Hesse’s face screws shut like the lid of a jar. “My dear Livia, that’s not possible. Nightmare is dead. The Wastes can’t become any more powerful than they already are. The Dreamer wouldn’t permit it. You believe that, don’t you?”

Of course I believe in the Dreamer—wasn’t my ability to dreamstride proof enough of that? And yet all his priests and most devout followers speak of a presence that fills them, a voice that speaks to them, guiding them with more than mere dreams. The Dreamer never speaks to me, never shows himself to me with anything other than my half-formed gift.

Hesse touches his fingertips to his sternum. “The Dreamer speaks to us of truth, and realizing our dreams. But Nightmare—” Hesse taps his temple. “Nightmare is the doubt and fear and surrender that keep us from making our dreams come true.”

“But the Wastes are getting stronger. I’m sure of it.” I hold up one hand. “And please, don’t tell me I imagined it, or that I just have to try harder to fend them off. This wasn’t like the usual challenge they pose. I know what I felt and heard. It was real.” My voice shatters on that last. “They were real, in here.”

Distantly, I hear a chime; not in Oneiros, but in the real world. The timepiece Professor Hesse sets to keep his students from missing their next class. Time to return to the real world. The echo of the bell rings though my flesh while the dreamworld crumbles away.

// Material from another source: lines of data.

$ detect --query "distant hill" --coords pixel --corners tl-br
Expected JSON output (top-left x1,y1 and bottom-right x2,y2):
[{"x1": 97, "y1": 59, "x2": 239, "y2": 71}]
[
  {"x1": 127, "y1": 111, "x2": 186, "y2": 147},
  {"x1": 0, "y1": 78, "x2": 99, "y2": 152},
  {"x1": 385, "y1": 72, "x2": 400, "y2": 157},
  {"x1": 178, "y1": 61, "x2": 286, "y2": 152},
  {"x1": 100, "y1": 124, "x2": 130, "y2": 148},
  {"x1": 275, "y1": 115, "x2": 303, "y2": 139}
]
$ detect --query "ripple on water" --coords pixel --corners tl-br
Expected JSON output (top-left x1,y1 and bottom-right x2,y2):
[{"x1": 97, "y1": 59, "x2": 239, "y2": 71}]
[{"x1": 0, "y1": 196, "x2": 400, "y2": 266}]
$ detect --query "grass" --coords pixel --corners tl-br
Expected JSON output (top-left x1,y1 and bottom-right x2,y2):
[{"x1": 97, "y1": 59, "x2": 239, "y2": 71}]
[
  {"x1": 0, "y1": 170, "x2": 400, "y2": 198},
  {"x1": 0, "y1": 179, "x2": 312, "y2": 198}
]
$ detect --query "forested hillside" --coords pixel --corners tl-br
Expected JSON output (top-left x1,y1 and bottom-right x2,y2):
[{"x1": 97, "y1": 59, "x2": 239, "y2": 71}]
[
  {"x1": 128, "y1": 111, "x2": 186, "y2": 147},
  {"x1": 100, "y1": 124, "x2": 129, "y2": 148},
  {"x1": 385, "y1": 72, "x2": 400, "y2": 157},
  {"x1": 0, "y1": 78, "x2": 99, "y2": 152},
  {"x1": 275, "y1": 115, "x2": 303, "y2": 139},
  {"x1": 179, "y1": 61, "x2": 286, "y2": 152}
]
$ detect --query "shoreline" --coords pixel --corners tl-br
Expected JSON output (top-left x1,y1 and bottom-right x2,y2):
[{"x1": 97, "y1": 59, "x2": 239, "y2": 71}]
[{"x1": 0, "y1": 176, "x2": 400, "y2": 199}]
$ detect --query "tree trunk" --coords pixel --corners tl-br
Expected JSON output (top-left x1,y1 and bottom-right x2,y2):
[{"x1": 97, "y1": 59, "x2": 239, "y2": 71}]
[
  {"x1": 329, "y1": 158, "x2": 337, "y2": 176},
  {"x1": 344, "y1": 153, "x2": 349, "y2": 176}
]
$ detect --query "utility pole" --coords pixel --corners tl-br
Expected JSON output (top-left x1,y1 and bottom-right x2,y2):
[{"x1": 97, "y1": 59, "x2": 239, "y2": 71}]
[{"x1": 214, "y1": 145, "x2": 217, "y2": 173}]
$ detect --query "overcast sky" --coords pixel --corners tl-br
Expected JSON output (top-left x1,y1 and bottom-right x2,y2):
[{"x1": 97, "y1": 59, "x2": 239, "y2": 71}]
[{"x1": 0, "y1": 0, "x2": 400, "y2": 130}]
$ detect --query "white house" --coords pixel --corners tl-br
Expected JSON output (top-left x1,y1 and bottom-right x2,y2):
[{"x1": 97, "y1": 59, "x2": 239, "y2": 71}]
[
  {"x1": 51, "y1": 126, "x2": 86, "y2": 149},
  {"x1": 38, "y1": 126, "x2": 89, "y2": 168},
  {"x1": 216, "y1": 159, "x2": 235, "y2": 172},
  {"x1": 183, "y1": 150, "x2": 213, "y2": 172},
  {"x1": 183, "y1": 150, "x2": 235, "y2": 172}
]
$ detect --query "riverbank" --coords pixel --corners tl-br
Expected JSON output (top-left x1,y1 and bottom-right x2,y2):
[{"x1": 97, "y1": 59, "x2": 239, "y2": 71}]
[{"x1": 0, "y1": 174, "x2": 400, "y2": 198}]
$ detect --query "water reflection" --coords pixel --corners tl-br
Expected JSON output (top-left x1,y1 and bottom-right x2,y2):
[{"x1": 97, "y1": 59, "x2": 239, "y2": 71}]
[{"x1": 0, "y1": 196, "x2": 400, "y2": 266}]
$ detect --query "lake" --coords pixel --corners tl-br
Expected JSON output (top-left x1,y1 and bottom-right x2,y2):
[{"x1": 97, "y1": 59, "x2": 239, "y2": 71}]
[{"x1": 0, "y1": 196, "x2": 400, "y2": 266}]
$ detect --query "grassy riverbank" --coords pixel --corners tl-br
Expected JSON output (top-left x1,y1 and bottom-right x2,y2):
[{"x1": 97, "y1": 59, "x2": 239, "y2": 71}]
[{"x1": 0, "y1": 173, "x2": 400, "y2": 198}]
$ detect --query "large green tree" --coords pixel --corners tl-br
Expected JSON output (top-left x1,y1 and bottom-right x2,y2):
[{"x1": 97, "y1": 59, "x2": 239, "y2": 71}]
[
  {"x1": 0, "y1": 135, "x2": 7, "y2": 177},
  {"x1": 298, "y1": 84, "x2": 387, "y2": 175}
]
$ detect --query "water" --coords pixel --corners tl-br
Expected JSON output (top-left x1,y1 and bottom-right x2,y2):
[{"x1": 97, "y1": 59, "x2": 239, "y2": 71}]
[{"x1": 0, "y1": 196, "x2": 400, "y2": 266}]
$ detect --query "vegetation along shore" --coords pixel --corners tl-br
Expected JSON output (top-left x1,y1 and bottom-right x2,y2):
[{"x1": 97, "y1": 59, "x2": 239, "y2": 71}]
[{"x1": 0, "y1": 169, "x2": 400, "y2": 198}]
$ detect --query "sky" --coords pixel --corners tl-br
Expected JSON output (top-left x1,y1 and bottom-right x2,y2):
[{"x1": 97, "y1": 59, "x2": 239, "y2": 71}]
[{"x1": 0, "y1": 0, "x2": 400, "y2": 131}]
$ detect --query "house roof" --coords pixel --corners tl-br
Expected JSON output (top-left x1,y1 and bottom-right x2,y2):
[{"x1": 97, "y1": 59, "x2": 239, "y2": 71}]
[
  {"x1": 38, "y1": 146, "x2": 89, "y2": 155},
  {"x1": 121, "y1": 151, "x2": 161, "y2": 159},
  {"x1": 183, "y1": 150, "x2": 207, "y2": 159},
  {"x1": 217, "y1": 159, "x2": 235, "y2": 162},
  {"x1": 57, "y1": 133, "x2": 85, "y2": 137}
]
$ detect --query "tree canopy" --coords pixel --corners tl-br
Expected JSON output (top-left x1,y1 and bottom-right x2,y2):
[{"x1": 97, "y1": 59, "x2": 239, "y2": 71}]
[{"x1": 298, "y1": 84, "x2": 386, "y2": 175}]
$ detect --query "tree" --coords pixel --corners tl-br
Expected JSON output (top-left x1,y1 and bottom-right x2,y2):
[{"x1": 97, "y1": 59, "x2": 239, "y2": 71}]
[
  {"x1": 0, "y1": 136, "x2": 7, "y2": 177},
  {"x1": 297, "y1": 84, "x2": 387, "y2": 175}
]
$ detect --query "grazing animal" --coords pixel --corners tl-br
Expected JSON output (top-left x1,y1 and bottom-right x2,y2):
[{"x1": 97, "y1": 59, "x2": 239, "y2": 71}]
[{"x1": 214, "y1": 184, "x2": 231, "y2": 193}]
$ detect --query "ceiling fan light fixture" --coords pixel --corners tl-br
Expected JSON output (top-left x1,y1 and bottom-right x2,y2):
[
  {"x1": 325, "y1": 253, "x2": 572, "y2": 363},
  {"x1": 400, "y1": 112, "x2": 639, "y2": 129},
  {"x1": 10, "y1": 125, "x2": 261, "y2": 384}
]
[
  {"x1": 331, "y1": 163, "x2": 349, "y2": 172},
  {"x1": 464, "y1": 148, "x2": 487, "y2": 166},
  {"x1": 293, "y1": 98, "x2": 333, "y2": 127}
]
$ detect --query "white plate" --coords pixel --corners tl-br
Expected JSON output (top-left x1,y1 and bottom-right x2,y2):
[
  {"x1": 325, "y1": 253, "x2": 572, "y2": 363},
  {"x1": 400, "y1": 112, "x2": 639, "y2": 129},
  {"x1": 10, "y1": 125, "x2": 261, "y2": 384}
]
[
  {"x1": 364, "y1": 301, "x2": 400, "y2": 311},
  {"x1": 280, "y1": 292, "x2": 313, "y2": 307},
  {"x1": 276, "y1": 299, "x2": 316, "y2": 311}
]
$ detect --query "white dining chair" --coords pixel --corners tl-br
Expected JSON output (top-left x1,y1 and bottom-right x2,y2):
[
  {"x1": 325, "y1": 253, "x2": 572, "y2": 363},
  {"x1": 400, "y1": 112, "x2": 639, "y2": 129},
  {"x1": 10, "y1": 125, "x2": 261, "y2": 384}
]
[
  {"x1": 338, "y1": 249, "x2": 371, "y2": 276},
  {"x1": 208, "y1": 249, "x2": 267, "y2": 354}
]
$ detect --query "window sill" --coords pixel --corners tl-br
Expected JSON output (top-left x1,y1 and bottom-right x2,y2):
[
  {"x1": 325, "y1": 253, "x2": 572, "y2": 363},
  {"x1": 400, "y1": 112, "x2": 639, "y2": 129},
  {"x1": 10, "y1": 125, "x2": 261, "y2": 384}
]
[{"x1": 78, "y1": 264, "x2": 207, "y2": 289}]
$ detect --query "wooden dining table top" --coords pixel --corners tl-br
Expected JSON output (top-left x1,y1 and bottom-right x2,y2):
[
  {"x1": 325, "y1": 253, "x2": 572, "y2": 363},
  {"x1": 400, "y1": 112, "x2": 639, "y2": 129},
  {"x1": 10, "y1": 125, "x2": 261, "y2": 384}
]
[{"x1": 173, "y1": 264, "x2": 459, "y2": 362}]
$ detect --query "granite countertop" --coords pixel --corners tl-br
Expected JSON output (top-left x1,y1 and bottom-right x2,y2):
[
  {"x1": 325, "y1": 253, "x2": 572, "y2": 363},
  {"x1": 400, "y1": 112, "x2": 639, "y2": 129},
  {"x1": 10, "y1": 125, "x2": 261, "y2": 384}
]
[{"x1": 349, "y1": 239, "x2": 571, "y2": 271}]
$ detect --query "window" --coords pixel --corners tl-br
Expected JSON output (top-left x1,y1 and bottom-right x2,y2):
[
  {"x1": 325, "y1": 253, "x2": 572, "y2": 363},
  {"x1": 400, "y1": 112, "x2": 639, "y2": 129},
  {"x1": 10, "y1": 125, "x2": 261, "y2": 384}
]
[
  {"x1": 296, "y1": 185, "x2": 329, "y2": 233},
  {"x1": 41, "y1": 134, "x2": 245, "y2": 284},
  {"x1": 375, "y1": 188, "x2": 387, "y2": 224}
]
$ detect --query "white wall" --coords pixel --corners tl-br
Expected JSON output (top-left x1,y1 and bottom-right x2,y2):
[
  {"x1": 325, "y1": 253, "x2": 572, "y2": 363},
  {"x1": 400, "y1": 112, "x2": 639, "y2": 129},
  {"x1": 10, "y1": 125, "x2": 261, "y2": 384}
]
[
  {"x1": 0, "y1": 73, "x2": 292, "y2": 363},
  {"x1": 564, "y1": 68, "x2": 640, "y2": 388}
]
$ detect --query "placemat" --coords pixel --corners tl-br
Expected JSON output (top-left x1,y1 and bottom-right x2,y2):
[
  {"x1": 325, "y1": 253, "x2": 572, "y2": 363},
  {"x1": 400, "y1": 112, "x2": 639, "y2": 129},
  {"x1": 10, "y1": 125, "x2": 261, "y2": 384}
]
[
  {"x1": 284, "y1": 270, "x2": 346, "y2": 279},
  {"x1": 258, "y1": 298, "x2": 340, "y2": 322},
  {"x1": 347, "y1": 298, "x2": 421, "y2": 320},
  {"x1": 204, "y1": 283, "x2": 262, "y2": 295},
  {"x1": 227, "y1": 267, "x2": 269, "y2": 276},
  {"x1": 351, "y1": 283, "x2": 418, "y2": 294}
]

I lurch out of the cot in Hesse’s laboratory as Hesse and his two students do the same. While Hesse bids them farewell, I hang in the back of the room; they stagger around as if drunk, readjusting to their weighty real bodies after their adventures soaring through Oneiros. Hesse’s toothy smile is broad as ever while he speaks to them, but as soon as he closes and latches the laboratory door behind them, he turns to me with a weary frown. He looks older—so much older, now, than his dreamworld self. More than just age has put those deep furrows in his face and that anxious tension in his mouth. It twists at my heart to see him this way.